Tanjungpinang — Di sebuah pagi yang cerah di Kota Tanjungpinang, Senin (21/4/2025). Khoirul Anam berdiri di depan gedung Polresta Tanjungpinang dengan map di tangan dan raut wajah yang nyaris datar. Tak ada poster protes. Tak ada suara lantang. Tapi langkah kakinya berat karena hari itu, ia melaporkan kehilangan bagian penting dari hidupnya: ijazah aslinya yang hilang di tangan mantan tempatnya bekerja, restoran cepat saji Mr Blitz Km 10.
Bagi sebagian orang, mungkin ini hanya soal kertas.

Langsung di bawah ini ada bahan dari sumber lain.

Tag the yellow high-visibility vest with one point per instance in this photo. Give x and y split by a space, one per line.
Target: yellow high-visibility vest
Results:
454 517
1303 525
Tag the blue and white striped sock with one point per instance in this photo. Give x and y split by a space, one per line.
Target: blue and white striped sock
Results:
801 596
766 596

Tapi bagi Anam, kertas itu adalah harapan.
“Saya cuma mau ijazah saya kembali” ucap Anam.
Anam, pria muda berperawakan sederhana itu, tidak datang sendirian. Ia ditemani pamannya, Moel Akhyar, dan seorang pengacara yang kini berdiri tegak di sisinya: Maskur Tilawahyu.
“Ini bukan cuma soal kehilangan dokumen. Ini soal tanggung jawab perusahaan terhadap masa depan seorang pekerja,” kata Maskur, sambil menunjukkan surat laporan yang baru saja mereka serahkan ke pihak kepolisian.

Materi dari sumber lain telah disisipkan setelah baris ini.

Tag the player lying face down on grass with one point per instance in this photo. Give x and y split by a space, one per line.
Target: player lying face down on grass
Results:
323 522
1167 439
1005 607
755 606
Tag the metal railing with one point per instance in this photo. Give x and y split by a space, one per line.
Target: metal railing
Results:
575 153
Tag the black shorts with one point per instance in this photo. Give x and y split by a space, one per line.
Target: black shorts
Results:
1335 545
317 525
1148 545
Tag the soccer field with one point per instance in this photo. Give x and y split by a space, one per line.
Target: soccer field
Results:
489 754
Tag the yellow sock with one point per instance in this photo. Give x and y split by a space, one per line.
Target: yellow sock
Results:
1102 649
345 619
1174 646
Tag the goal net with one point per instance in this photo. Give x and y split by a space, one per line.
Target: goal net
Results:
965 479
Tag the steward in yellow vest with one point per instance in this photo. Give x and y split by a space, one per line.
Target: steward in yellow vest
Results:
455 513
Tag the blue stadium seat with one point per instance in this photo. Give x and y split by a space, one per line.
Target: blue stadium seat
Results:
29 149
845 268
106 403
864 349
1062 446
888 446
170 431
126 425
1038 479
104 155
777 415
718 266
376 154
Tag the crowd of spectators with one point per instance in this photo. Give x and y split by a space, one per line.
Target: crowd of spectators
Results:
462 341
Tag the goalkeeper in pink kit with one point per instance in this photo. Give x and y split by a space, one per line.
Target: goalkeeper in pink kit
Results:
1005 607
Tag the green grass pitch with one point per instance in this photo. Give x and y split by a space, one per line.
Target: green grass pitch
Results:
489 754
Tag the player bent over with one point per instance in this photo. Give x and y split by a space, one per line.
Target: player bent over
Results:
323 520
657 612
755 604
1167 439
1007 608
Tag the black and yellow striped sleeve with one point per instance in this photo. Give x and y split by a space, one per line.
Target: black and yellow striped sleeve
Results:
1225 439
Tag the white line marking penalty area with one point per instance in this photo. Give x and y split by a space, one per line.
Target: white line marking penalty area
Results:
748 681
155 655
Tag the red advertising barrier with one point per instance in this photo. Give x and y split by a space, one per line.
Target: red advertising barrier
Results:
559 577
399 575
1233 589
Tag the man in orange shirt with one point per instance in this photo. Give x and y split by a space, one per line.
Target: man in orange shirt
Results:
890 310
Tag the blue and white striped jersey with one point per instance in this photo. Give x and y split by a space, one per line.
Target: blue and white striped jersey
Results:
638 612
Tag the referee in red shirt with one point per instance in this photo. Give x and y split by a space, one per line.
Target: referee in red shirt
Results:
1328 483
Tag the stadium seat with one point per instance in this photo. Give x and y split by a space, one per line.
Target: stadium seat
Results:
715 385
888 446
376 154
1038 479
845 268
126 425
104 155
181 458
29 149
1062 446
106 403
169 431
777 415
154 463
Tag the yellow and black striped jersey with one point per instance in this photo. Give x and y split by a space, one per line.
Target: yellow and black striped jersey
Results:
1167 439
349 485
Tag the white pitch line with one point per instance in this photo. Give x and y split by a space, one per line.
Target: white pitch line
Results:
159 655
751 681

Langkah hukum ini, kata Maskur, adalah jalan terakhir. Sebab sebelumnya, pihak keluarga sudah membuka pintu lebar-lebar untuk penyelesaian secara kekeluargaan. Bahkan somasi pun sudah dilayangkan. Tapi semuanya dijawab dengan diam.

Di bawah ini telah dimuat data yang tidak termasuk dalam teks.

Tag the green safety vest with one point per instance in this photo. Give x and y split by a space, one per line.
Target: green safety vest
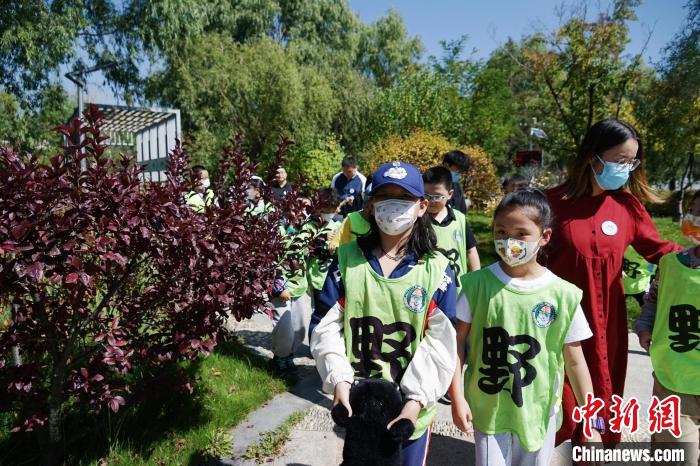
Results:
675 348
317 269
384 318
358 225
452 243
636 272
259 210
296 281
197 202
516 338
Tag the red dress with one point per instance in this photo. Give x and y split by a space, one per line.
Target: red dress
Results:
589 240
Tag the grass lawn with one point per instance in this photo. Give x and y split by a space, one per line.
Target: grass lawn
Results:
171 426
481 225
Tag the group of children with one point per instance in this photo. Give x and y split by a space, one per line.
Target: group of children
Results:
398 293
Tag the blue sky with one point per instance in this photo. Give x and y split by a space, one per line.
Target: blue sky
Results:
488 25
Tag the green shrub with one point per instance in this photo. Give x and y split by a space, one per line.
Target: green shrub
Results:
315 163
426 149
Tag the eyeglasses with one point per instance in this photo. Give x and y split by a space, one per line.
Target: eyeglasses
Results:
631 165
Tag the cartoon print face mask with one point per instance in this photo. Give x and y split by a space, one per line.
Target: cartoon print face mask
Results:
690 226
516 252
395 216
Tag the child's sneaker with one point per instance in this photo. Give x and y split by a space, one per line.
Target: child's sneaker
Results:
289 363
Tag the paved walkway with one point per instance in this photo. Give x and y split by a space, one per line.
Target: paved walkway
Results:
316 441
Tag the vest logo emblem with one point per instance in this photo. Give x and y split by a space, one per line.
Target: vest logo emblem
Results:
414 298
543 314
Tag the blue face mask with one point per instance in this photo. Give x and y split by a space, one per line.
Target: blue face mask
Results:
613 175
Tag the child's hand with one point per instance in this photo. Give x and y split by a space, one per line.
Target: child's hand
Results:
410 411
644 340
331 248
594 438
342 395
462 415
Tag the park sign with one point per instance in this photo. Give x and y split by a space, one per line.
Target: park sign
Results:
148 132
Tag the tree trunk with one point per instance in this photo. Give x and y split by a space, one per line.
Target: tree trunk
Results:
51 448
687 174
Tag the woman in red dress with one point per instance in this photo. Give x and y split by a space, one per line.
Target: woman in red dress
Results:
598 214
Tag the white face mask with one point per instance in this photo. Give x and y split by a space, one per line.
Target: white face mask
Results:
395 216
516 252
690 226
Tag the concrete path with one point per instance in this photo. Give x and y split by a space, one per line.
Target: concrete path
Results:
316 441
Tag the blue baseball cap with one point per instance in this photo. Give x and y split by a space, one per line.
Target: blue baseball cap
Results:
401 174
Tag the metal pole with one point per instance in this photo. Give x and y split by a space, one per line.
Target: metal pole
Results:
16 357
78 77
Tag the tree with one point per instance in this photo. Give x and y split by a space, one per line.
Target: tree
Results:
110 279
385 49
421 99
426 149
254 88
584 72
669 106
32 129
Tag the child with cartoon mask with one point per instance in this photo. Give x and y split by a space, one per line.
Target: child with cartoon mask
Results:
524 326
386 305
669 329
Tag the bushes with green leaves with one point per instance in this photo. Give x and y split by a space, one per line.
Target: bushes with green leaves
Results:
426 149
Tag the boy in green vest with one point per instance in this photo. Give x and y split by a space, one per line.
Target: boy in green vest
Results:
355 224
636 275
386 308
455 239
325 226
669 329
290 296
524 325
201 195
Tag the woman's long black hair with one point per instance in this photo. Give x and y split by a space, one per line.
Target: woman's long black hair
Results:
422 241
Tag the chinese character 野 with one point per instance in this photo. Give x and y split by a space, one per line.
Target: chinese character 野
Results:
368 335
630 268
684 324
665 415
587 412
497 346
624 415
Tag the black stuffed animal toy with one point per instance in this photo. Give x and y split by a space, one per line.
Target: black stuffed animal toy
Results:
374 403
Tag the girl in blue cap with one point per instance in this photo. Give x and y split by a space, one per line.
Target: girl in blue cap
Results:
386 306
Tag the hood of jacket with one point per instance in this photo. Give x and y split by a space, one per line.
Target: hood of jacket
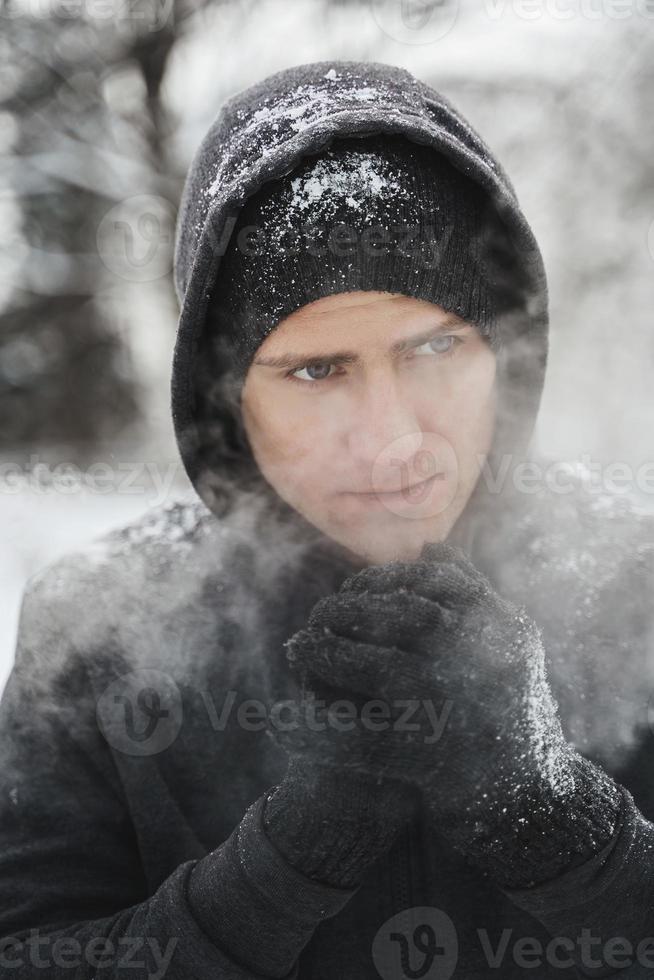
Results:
263 133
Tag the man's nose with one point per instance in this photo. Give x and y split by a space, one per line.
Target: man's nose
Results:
384 424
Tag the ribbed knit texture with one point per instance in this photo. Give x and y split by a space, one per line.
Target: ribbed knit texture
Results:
413 224
332 825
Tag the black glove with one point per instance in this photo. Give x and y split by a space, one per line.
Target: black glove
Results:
329 818
502 782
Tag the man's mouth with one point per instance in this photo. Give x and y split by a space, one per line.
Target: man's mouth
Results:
414 492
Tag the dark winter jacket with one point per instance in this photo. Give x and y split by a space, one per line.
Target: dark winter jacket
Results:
132 727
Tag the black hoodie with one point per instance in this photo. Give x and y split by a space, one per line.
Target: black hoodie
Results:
132 725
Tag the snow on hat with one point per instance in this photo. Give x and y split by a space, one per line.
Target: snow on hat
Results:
376 213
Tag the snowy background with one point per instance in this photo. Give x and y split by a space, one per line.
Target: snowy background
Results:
99 117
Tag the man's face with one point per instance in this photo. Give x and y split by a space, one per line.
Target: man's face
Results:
371 413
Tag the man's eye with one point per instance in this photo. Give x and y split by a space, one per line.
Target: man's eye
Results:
317 372
444 344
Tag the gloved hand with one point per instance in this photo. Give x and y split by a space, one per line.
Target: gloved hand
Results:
503 784
329 817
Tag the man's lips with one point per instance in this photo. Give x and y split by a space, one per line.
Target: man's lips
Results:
414 490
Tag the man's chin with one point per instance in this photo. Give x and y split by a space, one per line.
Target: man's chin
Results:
388 544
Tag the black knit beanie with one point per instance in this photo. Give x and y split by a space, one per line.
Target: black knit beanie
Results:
374 213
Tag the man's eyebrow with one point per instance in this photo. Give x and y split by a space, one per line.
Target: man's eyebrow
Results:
291 359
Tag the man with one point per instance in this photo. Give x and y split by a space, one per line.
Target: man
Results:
341 394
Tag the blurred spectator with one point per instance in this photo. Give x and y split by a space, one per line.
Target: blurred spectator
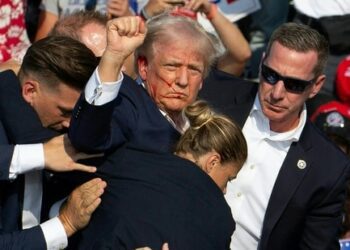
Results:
342 81
332 19
333 118
258 28
14 40
32 12
52 10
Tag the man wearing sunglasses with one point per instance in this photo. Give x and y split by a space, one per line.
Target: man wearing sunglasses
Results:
290 192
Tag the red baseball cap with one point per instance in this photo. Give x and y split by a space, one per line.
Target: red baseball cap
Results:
333 118
342 81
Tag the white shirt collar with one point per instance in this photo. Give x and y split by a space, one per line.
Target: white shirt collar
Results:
264 126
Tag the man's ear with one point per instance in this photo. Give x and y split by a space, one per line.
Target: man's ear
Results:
30 90
142 64
212 162
316 87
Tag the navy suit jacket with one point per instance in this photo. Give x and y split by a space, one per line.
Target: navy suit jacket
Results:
131 118
18 124
305 207
29 239
152 198
135 178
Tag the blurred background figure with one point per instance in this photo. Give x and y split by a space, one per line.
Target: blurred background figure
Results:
332 19
52 10
14 40
258 27
333 118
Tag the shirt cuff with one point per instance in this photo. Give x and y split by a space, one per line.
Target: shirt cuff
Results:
26 158
54 234
55 209
99 93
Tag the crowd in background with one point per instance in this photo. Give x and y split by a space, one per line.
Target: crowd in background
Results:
242 50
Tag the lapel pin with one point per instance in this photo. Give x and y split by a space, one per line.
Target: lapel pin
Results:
301 164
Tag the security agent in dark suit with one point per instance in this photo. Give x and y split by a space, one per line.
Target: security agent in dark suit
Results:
153 198
298 203
14 132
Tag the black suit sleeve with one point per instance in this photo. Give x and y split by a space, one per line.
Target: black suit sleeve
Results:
29 239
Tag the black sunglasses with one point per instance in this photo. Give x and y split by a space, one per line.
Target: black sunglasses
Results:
290 83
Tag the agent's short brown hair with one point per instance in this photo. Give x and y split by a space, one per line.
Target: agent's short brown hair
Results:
301 38
72 24
59 59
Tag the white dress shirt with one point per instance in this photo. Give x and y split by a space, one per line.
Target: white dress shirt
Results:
29 160
249 194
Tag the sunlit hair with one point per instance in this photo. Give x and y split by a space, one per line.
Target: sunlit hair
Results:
57 59
166 28
301 38
212 132
71 25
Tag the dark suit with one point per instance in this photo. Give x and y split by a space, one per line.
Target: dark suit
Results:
18 124
131 118
29 239
152 198
305 207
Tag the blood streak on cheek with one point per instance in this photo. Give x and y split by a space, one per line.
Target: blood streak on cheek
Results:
170 84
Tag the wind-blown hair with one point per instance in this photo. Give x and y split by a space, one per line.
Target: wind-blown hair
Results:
57 59
165 28
212 132
71 25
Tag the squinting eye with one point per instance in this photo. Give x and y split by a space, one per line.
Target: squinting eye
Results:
231 179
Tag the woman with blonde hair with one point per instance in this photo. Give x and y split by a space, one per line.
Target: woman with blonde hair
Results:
152 198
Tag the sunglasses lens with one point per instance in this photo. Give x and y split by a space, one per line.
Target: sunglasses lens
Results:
295 85
291 84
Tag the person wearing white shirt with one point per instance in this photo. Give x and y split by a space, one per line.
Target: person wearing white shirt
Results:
290 192
38 79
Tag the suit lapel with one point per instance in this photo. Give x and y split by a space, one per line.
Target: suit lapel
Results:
293 170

Dipecat Dini Hari, Ijazah Tidak Kembali
Semua bermula pada bulan Februari 2025, sekitar pukul 01.00 wib. Anam dipanggil ke restoran oleh owner Mr Blitz berinisial YES. Ia dituduh menjalin hubungan asmara dengan rekan kerjanya, Yolla. Tanpa peringatan tertulis, tanpa berita acara, ia langsung diberhentikan.
Besoknya, ia tak kembali bekerja.
“Saya kembalikan semua atribut kerja. Saya kira, selesai. Tapi ternyata, yang paling penting ijazah saya tak juga dikembalikan,” cerita Anam.
Berulang kali ia mencoba menghubungi pihak manajemen. Dari abangnya Ulum, pamannya Moel, hingga dirinya sendiri. Jawaban yang diterima selalu sama: “Menyusul.”
Pertemuan Aneh dan Selembar Kertas yang Tak Pernah Kembali
Pada 7 Maret 2025, Moel datang langsung ke Mr Blitz Km 10. Di sana, ia bertemu dengan Yeza Eka Savitri, owner restoran. Percakapan berjalan baik, bahkan Yeza memuji sikap Anam selama bekerja. Tapi ketika ditanya soal ijazah, jawabannya hanya, “Dua hari lagi.”
Dua hari itu menjadi dua minggu. Lalu sebulan. Hingga pada pertemuan selanjutnya, suasana berubah mencekam.
Seorang pria tiba-tiba duduk di dekat meja perundingan. Ia membuka jaketnya memperlihatkan seragam polisi.
“Dia bilang bahwa Mr Blitz pernah kemalingan, dan katanya ijazah Anam termasuk yang hilang. Tapi anehnya, ijazah lain aman. Sampulnya pun masih ada. Hanya isi di dalamnya yang hilang,” cerita Moel dengan heran.
Situasi ini membuat keluarga Anam merasa ada sesuatu yang disembunyikan.
Satu Ijazah, Banyak Pertanyaan
Bagi Maskur Tilawahyu, kasus ini bukan hanya tentang kehilangan dokumen. Ini adalah potret ketidakberesan sistem hubungan kerja yang masih sering terjadi.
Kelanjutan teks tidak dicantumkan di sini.